Dark Reading is part of the Informa Tech Division of Informa PLC

This site is operated by a business or businesses owned by Informa PLC and all copyright resides with them.Informa PLC's registered office is 5 Howick Place, London SW1P 1WG. Registered in England and Wales. Number 8860726.

Cloud

8/2/2019
11:30 AM
Connect Directly
Twitter
LinkedIn
Google+
RSS
E-Mail
100%
0%

Capital One: What We Should Learn This Time

Where Capital One went wrong, what the bank did right, and more key takeaways from the latest mega-breach.

When a major data breach occurs, security and business leaders running companies large and small are quick to ask the same familiar question: "How can we prevent this from happening to us?"

Their question remains the same as organizations continue to shore up their defenses and cybercriminals continue to find their way in. Top of mind now is the Capital One breach, disclosed this week, which compromised personal data belonging to 100 million Americans and 6 million Canadians.

Most affected data came from credit card applications: names, addresses, ZIP and postal codes, phone numbers, email addresses, birth dates, self-reported income. Still, 140,000 Social Security numbers and 80,000 linked bank accounts of secured credit card customers were accessed by the attacker, as were about 1 million Social Insurance numbers of Canadian users.

New details about the breach have emerged since it was first reported. We now know Paige Thompson, the suspect in FBI custody, accessed this information through a misconfiguration error in a web application firewall (WAF), which let privileged commands be executed using Capital One credentials that had sufficient privileges to access the bank's data. Thompson is a former employee of Amazon Web Services (AWS), where Capital One stored its information.

Capital One may not have been the only company Thompson breached. The attacker, known under the alias "erratic," maintained a Slack channel where she shared details of her personal life and online activity. In late June, she posted a comment listing several corporate databases she located by breaking into poorly secured Amazon cloud servers.
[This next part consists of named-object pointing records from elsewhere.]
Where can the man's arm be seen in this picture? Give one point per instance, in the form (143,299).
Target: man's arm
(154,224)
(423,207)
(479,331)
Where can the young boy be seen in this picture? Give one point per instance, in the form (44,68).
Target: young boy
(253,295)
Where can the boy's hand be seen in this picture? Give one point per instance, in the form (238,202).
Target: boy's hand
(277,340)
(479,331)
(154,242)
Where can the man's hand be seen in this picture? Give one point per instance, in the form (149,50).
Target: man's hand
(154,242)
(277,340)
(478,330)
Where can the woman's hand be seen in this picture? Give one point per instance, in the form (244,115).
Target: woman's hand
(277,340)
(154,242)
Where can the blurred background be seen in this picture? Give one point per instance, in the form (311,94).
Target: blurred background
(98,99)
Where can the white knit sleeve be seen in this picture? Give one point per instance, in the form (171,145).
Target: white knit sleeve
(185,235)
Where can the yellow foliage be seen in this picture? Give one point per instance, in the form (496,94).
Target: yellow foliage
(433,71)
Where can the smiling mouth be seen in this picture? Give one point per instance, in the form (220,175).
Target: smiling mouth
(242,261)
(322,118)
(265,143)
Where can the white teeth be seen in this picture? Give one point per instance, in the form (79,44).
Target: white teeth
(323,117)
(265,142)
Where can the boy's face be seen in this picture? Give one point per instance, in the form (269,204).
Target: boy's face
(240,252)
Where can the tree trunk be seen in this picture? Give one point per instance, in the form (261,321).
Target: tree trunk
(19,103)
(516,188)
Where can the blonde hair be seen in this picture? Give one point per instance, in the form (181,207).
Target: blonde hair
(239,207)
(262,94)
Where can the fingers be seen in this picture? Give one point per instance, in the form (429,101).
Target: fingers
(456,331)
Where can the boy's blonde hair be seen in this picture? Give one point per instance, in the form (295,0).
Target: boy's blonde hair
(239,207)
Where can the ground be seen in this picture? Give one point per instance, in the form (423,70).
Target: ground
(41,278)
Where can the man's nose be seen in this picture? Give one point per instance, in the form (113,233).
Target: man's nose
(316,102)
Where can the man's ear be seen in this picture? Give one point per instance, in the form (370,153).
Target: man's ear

So far, no other businesses have confirmed they were breached.

As the investigations continue and more updates surface, businesses can (and should) consider what Capital One got wrong, what it got right, and how they can learn from this incident:

This Should Have Been Spotted
A number of red flags could have alerted Capital One to this activity long before the company was informed of it in July, says Avivah Litan, distinguished research vice president at Gartner.

"It's the same old story," she explains. "All this activity is being logged but no one is paying attention to logs or alerts indicating the attack is in progress." A misconfigured WAF is an application error, not a cloud error, Litan adds. It could have happened anywhere. But Capital One, which has marketed itself as a tech-savvy business, should have noticed. The financial giant was among the first to embrace the cloud and move its data over to AWS five years ago.

"There are few companies that have spent as much time and money as they have," she says.

Part of the problem is there's simply too much data. Litan advises adopting user and entity behavioral analytics to scan data for anomalies. Many companies use this to determine a baseline for normal activity and seek anomalies that go beyond it. "These systems are way too complicated for humans to decipher," she notes. "There's just too much going on." Capital One uses behavioral analytics on certain systems, she says, but it wasn't used on these logs.

It's also worth noting that cloud security experts have long known about the type of vulnerability exploited in the Capital One breach, says Chris Wysopal, CTO of Veracode. Server-side request forgery is when an attacker can control the requests that a server makes; these requests often have higher privileges and provide greater access to sensitive data, he explains.

"In the Capital One case, it seems a vendor-provided WAF, which was acting as a server, allowed an attacker to manipulate server-side requests and leverage its privileges to get at sensitive data," Wysopal says, who adds that other firms may have had data accessed through the same vulnerability. He anticipates we'll see similar attacks continue in the future.

Responsible Disclosure Cut Response Time
In a nod to Capital One, it only took two days to investigate and confirm a breach after it was alerted to the attack. Thompson was not shy about sharing details of the breach on GitHub and social media platforms. A white-hat hacker noticed her posts and informed Capital One of a potential intrusion via its Responsible Disclosure Program on July 17, 2019. Officials launched an investigation, which led to discovery of the breach on July 19 and announcement on July 29. Thompson had breached the company few months earlier, between March 22 and 23 of this year.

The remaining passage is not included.